The important point is that you must declare the firearm when you check your baggage.

Mancha said TSA officers around the country found about 4,000 guns in travelers’ carry-on luggage last year. “This year we’re trending to possibly surpass that. That’s unacceptable,” she said.

“It’s really about what you have to do if you want to travel with your gun,” she said. “We don’t want to keep anyone from traveling with their gun, but what you must do is bring it in a hard-sided container that locks. It must be unloaded, with no bullets in the chamber or inside the gun.

“You can bring ammunition. It just cannot be in the gun, and then the last step is it must be declared with the airline at the time that you check your luggage because every piece of luggage that comes through is X-rayed and photographed just like everything you carry on,” she said.

Mancha said this year at Austin-Bergstrom International Airport, TSA found four guns in passengers’ carry-on luggage on the same day. Every single one of them said they forgot the gun was in the carry-on.

“Another thing that maybe people don’t think about when they leave the gun in their carry-on is that they may miss their flight because when a gun is found our TSA officers will stop the line and call the police.”

Once the line is closed, everyone behind the person with the gun has to go to the next lane, “so you impact not only yourself but everyone in line behind you.
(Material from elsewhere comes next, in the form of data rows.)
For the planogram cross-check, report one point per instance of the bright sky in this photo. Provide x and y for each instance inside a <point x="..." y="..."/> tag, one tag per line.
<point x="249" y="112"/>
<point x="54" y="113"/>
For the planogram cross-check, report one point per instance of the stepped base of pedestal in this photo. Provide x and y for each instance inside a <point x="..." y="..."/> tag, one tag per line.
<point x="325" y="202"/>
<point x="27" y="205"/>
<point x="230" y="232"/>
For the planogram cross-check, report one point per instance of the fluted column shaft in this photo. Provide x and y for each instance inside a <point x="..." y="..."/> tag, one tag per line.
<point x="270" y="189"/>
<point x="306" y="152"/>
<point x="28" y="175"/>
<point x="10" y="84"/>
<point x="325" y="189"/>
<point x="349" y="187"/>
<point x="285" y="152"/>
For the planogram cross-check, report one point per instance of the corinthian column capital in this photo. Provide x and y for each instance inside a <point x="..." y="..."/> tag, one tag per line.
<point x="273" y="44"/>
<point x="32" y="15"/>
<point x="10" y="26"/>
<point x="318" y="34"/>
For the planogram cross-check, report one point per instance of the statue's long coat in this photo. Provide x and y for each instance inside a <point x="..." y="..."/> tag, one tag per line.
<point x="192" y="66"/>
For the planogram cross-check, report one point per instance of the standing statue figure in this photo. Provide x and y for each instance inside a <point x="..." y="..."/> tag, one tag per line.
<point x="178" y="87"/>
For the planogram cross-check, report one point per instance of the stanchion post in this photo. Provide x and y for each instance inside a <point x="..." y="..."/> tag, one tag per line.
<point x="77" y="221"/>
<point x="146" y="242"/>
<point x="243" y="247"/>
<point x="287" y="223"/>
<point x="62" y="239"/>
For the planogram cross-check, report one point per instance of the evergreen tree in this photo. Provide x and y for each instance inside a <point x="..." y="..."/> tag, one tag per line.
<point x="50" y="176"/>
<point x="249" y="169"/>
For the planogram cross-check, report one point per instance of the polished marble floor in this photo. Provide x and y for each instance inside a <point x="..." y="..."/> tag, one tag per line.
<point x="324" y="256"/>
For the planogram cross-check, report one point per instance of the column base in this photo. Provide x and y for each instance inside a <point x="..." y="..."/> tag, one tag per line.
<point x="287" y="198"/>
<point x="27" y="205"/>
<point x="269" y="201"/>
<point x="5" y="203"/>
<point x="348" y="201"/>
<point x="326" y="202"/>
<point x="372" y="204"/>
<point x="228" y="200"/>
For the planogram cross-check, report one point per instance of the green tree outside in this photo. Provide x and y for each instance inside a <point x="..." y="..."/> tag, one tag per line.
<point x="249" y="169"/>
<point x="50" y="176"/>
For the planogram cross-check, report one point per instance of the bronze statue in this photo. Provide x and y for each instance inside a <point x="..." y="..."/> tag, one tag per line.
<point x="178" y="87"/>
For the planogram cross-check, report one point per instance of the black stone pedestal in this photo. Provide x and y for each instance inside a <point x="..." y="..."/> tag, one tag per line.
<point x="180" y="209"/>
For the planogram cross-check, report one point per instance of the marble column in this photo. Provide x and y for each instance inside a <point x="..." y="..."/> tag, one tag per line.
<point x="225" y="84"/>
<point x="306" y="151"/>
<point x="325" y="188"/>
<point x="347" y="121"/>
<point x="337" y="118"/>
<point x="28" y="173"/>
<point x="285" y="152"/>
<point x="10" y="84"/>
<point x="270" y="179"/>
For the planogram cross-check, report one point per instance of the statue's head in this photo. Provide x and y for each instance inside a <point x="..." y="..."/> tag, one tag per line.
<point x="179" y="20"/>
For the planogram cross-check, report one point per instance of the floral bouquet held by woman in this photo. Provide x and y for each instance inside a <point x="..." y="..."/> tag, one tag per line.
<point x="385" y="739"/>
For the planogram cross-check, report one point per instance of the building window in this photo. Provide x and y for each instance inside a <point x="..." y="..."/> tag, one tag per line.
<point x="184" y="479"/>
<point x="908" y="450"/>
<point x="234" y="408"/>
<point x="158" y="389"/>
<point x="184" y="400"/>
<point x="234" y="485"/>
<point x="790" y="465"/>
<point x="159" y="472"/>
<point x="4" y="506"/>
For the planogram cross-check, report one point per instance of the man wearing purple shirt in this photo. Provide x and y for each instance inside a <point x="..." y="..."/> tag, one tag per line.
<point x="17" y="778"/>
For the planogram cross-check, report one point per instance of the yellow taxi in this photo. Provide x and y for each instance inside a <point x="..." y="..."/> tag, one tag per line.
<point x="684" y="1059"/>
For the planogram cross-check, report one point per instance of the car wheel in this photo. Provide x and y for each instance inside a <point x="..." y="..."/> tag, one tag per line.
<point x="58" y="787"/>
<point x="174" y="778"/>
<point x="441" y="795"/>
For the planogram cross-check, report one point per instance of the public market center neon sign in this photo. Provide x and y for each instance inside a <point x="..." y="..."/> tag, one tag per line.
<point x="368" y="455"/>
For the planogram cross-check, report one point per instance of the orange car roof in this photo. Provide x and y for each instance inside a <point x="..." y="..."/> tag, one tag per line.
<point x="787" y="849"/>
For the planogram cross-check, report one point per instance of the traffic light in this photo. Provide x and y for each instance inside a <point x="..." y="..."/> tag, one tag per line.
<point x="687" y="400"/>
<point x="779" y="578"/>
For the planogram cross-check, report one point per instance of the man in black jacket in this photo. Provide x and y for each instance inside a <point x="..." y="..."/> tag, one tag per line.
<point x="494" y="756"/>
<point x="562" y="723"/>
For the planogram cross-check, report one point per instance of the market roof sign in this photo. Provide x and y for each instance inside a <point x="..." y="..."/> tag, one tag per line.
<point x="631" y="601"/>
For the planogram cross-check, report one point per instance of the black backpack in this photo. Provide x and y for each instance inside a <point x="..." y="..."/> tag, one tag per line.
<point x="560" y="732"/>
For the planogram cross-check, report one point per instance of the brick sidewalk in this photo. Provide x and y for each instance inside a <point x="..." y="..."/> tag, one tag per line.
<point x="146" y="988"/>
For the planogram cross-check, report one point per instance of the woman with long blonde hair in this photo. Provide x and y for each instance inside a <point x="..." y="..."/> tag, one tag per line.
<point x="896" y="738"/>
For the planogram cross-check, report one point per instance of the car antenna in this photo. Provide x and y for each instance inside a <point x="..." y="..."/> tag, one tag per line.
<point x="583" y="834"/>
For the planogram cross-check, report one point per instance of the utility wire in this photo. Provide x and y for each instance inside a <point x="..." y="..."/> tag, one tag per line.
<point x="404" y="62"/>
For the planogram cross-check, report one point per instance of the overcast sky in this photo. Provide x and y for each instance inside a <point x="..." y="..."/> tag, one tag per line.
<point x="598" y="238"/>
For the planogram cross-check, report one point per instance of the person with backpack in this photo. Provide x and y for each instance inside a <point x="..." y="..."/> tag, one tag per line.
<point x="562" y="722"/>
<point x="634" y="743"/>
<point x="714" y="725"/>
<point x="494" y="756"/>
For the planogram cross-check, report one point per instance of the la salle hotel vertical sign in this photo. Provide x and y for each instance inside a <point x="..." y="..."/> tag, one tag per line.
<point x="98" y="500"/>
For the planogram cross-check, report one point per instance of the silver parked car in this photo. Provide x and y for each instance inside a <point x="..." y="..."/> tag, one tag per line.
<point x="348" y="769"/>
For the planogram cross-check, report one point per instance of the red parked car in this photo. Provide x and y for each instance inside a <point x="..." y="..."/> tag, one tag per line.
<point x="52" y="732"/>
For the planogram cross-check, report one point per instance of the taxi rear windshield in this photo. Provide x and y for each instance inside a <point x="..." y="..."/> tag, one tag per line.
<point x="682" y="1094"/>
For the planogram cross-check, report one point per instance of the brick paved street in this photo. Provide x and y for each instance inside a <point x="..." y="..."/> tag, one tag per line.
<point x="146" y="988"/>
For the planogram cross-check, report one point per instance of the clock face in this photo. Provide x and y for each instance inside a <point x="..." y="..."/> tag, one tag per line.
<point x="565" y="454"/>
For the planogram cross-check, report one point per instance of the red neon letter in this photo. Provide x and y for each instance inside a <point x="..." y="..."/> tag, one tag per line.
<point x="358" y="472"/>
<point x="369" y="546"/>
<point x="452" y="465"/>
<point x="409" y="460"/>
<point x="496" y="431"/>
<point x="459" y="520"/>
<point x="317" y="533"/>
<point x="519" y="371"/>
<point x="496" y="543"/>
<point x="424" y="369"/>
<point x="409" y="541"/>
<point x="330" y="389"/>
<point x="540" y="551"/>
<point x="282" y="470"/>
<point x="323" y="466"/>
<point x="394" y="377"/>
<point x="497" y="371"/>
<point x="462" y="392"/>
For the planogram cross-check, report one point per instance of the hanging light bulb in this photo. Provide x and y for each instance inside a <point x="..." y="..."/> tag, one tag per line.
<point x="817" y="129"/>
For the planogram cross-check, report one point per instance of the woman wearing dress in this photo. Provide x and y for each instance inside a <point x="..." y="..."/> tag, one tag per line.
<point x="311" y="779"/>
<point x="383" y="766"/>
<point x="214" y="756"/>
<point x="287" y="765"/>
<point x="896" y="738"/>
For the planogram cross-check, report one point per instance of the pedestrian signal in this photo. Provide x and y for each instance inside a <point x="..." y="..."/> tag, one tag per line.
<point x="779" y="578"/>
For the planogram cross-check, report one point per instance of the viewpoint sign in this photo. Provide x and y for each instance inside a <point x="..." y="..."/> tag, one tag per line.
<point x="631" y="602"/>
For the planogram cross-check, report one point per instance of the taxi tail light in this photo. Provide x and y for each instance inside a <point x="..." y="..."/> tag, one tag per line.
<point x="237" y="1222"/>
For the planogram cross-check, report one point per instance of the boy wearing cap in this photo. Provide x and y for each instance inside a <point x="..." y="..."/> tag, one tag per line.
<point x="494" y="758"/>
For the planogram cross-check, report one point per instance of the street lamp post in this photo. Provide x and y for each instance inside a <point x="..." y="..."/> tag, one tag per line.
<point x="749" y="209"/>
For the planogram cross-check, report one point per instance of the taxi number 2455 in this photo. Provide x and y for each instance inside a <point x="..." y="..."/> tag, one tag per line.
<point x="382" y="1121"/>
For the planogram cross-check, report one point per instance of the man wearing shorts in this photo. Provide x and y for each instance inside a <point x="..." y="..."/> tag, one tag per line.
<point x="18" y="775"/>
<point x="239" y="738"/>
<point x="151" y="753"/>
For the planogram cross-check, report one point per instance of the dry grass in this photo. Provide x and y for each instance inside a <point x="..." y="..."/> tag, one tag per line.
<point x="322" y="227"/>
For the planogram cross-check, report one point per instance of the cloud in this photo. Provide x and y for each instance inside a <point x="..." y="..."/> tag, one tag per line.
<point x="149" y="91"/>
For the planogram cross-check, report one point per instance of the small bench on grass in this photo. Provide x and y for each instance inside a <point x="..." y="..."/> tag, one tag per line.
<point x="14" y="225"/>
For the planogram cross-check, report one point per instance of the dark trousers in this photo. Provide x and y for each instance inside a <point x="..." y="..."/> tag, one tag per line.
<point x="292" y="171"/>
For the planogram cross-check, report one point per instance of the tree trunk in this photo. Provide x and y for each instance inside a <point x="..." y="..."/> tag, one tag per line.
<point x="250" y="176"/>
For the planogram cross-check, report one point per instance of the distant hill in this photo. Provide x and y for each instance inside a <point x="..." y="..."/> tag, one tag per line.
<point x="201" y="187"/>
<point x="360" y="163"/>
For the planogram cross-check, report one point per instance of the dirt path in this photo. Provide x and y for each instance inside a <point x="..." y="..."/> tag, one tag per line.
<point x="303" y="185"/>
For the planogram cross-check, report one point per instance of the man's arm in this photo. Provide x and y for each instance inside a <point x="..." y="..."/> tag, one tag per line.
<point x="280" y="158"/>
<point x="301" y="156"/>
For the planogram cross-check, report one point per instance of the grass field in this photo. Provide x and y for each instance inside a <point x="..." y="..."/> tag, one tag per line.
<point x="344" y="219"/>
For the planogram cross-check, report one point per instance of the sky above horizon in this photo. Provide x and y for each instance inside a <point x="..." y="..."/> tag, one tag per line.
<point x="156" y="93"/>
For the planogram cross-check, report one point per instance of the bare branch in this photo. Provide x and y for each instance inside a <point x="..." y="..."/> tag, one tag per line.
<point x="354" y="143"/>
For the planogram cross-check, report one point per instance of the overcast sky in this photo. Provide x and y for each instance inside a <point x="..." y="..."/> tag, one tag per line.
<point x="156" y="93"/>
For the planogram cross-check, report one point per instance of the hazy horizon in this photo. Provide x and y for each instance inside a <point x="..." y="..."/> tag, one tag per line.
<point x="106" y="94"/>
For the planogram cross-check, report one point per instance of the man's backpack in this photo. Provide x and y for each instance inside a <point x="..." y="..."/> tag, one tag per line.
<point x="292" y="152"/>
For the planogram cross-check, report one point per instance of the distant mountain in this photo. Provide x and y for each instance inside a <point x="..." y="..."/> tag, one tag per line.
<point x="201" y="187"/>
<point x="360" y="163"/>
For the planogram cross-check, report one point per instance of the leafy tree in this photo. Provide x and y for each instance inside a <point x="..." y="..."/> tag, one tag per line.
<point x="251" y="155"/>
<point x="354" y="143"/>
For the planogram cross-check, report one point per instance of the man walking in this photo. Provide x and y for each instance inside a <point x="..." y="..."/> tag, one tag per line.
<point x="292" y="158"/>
You’re just making the line longer,” she said.

“So, fines up to $14,000, possible arrest and the possibility of you missing your flight, not to mention the impacts it may have on your personal life. … Also, we actually find guns in people’s checked luggage that they didn’t declare and then they get fined,” she said.

TSA supervisor Juanita Landeros demonstrated how to pack a gun into a hard-sided case, as well as what a rifle carrying case looks like. These cases are prevalent during hunting season in the Rio Grande Valley and northern Mexico.

Additionally, Landeros showed a variety of items voluntarily abandoned by passengers when they were discovered during check-in. Included were construction tools like a hammer, utility knives, various pocket- knives, a corkscrew with a knife and others.

“Construction tools that incorporate a knife or can be used as a weapon, any type of knife that has a blade are not allowed in carry-on,” she said.